Al Jazeera, Perlov notes, is the only channel that interviewed Ahmed Hussein al-Shara known as Abu Mohammed al-Julani of the Al-Qaeda-affiliated group Jabhat al-Nusra. "It's not just political Islam, but also more radical jihadist groups. They're close to everyone. They try to hold the rope from both ends. They've had offices of Taliban in Qatar even as they host Centcom (US army central command)."
In Perlov's view, the Saudi pressure will now force Qatar to change Al Jazeera's broadcasts. "Both will climb down. Qatar more than the Saudis. Management of Al Jazeera will be more reformed and professional. The high management will change and there will be some restrictions on what to cover. They will probably list groups allowed to be on air and those not allowed to be. There will be some mechanism with the Saudis asking to approve those interviewed." Qatar will have to agree to the changes because of geopolitics. "They can't replace the Gulf Cooperation Council with Iran and Turkey. It's a tiny tribal state. I can't see them disengaging from Saudi Arabia, the United Arab Emirates and Oman.
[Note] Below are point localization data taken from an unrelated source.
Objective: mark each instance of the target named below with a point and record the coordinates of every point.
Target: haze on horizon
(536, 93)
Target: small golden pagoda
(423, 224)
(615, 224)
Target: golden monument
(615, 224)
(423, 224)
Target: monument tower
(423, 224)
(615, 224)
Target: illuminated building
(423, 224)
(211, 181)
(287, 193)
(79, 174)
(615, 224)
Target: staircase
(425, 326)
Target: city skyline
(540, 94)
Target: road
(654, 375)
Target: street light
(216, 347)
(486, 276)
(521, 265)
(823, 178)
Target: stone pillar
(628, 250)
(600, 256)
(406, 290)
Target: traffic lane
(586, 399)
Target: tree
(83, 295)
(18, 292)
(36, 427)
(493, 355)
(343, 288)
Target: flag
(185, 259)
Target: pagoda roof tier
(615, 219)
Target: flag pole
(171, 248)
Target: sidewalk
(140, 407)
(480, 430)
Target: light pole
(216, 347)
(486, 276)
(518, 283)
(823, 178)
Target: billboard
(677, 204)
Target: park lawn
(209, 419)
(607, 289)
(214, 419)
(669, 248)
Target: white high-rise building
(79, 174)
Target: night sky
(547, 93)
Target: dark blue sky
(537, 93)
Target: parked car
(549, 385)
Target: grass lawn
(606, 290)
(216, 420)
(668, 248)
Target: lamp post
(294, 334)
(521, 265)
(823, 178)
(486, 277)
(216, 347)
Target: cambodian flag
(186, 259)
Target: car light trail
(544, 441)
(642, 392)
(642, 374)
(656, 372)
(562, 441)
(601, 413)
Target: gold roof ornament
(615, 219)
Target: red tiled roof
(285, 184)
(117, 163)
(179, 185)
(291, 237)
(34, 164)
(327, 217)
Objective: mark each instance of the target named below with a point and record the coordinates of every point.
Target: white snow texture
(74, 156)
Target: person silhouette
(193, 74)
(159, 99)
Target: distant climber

They need their backing."
Critics say that freedom of expression could be a casualty of such changes. "What the UAE, Saudi Arabia and Egypt want is zero tolerance for any Islamic point of view," says Amman-based Jordan Times columnist Daoud Kuttab. "It's true Qatar gives a lot of airspace to people sympathetic with Islamists but they are part of the general Arab society and you can't deny their existence by shutting them out."
The targeting of Al Jazeera is "partly to squash an independent political voice" he says, noting that Egypt's regime is clamping down on the secular MADAMASR website and others, showing no tolerance for views other than its own. Egypt ranks 161 of 180 on the World Press Freedom Index and Saudi Arabia 168. The UAE is ranked at 119.
"It's really funny that a state like Saudi Arabia is criticizing Al Jazeera," says Sami Abu Shehadeh, a central committee member of the Balad Party. "If Saudi Arabia wants to do something it should start with itself."
He adds: "No one invests hundreds of millions of dollars just to bring objective news - not Al Jazeera, not the BBC and not CNN. They have their own policies. I like Al Jazeera because I'm close in my views to the views Al Jazeera wants to bring to the Arab world. We need a democratic Arab world and Al Jazeera is doing quite a good job in their work and in democratizing the Arab political discourse by bringing a lot of points of view and by talking about democracy, human rights and basic values and trying to see if this exists in the Arab world."